Distance function

Since we operates on vectors, the most obvious use of SIMD instructions is to vectorize the distance procedure calculate_distance.

A decent compiler is able to auto-vectorize such a simple function; GCC and clang require flag -ffast-math to enable this. Here is the assembly code generated by GCC 7.3.1:

.L7:
        movaps  (%r10,%rax), %xmm1
        addl    $1, %r8d
        movups  (%rcx,%rax), %xmm3
        addq    $16, %rax
        cmpl    %r11d, %r8d
        subps   %xmm3, %xmm1
        mulps   %xmm1, %xmm1
        addps   %xmm1, %xmm2
        jb      .L7

Below is a hand-coded version, without processing vectors' tail.

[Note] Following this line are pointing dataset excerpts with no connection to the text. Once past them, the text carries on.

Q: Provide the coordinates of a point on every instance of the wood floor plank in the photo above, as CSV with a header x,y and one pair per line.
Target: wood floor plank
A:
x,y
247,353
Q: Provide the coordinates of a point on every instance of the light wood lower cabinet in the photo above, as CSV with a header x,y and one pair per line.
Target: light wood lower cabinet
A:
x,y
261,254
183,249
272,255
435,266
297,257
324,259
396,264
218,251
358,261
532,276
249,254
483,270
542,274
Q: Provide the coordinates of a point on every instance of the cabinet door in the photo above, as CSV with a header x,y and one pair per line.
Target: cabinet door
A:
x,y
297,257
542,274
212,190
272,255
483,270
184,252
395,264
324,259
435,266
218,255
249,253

float sse_dist_vector(size_t n, float* a, float* b) {

    __m128 ret = _mm_setzero_ps();

    for (size_t i=0; i < n; i += 4) {

        const __m128 ai = _mm_loadu_ps(a + i);
        const __m128 bi = _mm_loadu_ps(b + i);

        const __m128 d  = _mm_sub_ps(ai, bi);
        const __m128 d2 = _mm_mul_ps(d, d);

        ret = _mm_add_ps(ret, d2);
    }

    float v[4];
    _mm_storeu_ps(v, ret);

    return v[0] + v[1] + v[2] + v[3];
}

Multiple distances at once

In the inner loop the expression centroid[i] is constant. We can use this fact and calculate multiple distances at once, minimizing number of memory fetches from centroids array and also utilizing all SIMD resources.

So the algorithm becomes:

for (int i=0; i < K; i++) {
    calculate_multiple_distances(centroid[i], samples, distances);
}

And actual implementation of calculate_multiple_distances, which processes four vectors at once:

void sse_dist_vector_many(size_t n, float const_vector[], size_t k, float* in[], float out[]) {

    for (size_t j=0; j < k; j += 4) {

        float* in0 = in[j + 0]; // Note: factoring out these pointer gave pretty
        float* in1 = in[j + 1]; //       nice boost, as GCC 7.3.1 couldn't handle
        float* in2 = in[j + 2]; //       well complex addresses like `in[j + 0][i]`
        float* in3 = in[j + 3];

        __m128 out0 = _mm_setzero_ps();
        __m128 out1 = _mm_setzero_ps();
        __m128 out2 = _mm_setzero_ps();
        __m128 out3 = _mm_setzero_ps();

        for (size_t i=0; i < n; i += 4) {
            const __m128 vc = _mm_loadu_ps(const_vector + i);

            const __m128 x0 = _mm_loadu_ps(in0 + i);
            const __m128 x1 = _mm_loadu_ps(in1 + i);
            const __m128 x2 = _mm_loadu_ps(in2 + i);
            const __m128 x3 = _mm_loadu_ps(in3 + i);

            const __m128 d0   = _mm_sub_ps(x0, vc);
            const __m128 d0_2 = _mm_mul_ps(d0, d0);
            const __m128 d1   = _mm_sub_ps(x1, vc);
            const __m128 d1_2 = _mm_mul_ps(d1, d1);
            const __m128 d2   = _mm_sub_ps(x2, vc);
            const __m128 d2_2 = _mm_mul_ps(d2, d2);
            const __m128 d3   = _mm_sub_ps(x3, vc);
            const __m128 d3_2 = _mm_mul_ps(d3, d3);

            out0 = _mm_add_ps(out0, d0_2);
            out1 = _mm_add_ps(out1, d1_2);
            out2 = _mm_add_ps(out2, d2_2);
            out3 = _mm_add_ps(out3, d3_2);
        }

        float v[4];

        _mm_storeu_ps(v, out0);
        out[j + 0] = v[0] + v[1] + v[2] + v[3];

        _mm_storeu_ps(v, out1);
        out[j + 1] = v[0] + v[1] + v[2] + v[3];

        _mm_storeu_ps(v, out2);
        out[j + 2] = v[0] + v[1] + v[2] + v[3];

        _mm_storeu_ps(v, out3);
        out[j + 3] = v[0] + v[1] + v[2] + v[3];
    }
}

While in a naive algorithm we fetch numbers from the centroids table K * N times, here we do K * N/4, just 25%.